Люди когда-то пылали, люди горели, а вот пришли на Волгу и…
Есть что-то в этой реке, — есть что-то для всякого инженера, который к ней подходит.
«В старину живали деды!» поют ему утёсы и горы.
— Смелее, смелее! — шепчут вековые леса.
Волны плещутся о камни, и в плеске их слышится русаличий смех двенадцати сестёр:
— Эх ты, простофиля!
А красавица-река, пышно раскинувшись, разметавшись в лазоревом ложе своём, говорит:
— Возьми!
Ну, инженер слаб — и «заболевает».
Это микроб.
Это какой-то особый микроб, потому что не теперь только, — всегда Волга действовала на инженера так. Всегда инженер «заболевал».
С тех самых пор, как появились на Волге инженеры.
Около Камышина вам показывают «инженерский утёс»,
Славе утёса 200 уж лет. Дело было ещё при Петре.
Пётр Великий выписал на Волгу инженера. Вероятно, немца. Вероятно, выбрал хорошего, — Пётр умел выбирать людей.
Но стоило хорошему немцу, будучи, инженером, приехать на Волгу, — как он «заболел».
И, выражаясь громко, «направил Волгу в свой карман».
Слухи о хищениях инженера на Волге дошли до столицы, и инженера потребовали в столицу «на суд».
В то время негде было взять трёх адвокатов, а потому инженер взял тройку степных коней.
Сел один в тарантас, разогнал коней и вместе с тройкой бухнулся в Волгу с крутого утёса.
Такова история первого хищения первого инженера на Волге.
Это было при Петре.
Вон когда ещё на Волге первый Шнакенбург завёлся!
Вон с каких пор изменилось течение Волги, и великая русская река течёт в инженерские карманы! И 200 лет этого её нового русла исправить не могут.
Что же делать?
Один волжский пароходчик серьёзно советовал:
— Менять казённые деньги на пятаки — и валить их в Волгу.
— Как так?
— А по арифметике.
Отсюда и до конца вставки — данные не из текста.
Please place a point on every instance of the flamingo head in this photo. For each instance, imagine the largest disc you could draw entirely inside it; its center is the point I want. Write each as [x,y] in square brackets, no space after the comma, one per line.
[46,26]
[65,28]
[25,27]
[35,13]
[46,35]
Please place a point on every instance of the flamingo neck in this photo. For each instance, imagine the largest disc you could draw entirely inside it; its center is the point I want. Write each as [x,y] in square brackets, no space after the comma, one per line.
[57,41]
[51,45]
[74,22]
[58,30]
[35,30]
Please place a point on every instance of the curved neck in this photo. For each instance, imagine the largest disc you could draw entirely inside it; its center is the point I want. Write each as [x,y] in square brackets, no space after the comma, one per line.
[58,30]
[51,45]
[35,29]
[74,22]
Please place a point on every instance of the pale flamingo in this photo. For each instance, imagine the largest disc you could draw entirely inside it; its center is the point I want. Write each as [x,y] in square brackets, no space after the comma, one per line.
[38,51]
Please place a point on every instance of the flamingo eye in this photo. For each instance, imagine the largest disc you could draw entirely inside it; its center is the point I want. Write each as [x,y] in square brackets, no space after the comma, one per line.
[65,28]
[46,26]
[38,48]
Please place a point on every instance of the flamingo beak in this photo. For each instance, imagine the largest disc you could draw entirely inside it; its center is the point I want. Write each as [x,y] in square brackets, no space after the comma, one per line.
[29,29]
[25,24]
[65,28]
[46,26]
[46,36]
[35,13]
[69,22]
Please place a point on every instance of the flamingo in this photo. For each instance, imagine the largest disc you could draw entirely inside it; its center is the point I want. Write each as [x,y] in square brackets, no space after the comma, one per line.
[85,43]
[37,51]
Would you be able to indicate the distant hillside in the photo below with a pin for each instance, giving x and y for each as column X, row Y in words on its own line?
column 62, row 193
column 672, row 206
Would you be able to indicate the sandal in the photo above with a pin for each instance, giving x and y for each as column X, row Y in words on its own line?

Если бы все деньги, которые истрачены на Волгу, разменять на пятачки, — особенно если на старинные, большие — этими пятачками можно бы устелить всё русло Волги от Твери до Астрахани. И текла бы Волга по медному руслу, никаких перекатов незнаючи.
Другие рекомендуют:
— Отдавать волжских инженеров под суд не «после», а «до».
— То есть как это?
— А так! Когда ещё ничего не сделал. Вместе с назначением на Волгу отдавать инженера одновременно под суд и следствие. Пусть ведёт всё дело под наблюдением товарища прокурора и присмотром судебного следователя. Инженер дамбу строит, а следователь следствие производит: а не производится ли сия постройка из материала, годного для обвинительного акта? Способ единственный.
— Мы возлагаем надежду на науку. Если 200 лет, инженеры страдают на Волге одною и тою же болезнью наука в конце концов откроет микроб этой болезни.
И тогда дело очень просто.
Отправляя инженера на Волгу, ему будут делать предохранительную «противоразинскую» прививку.
И тогда пускай микроб Стеньки Разина сколько угодно вьётся над его головой.
Пусть шепчут утёсы:
— Дерзай!
Пусть шумят леса:
— Чего ж ты зеваешь?
Пусть соблазняет река:
— Возьми!
Вся эта дурная компания разбойничьих утёсов, разбойничьих лесов, разбойничьей реки не страшна будет «привитому» инженеру.
А до тех пор… 200 лет с самого первого инженера длится это… Так «ужли же Волга-матушка да вверх потечёт».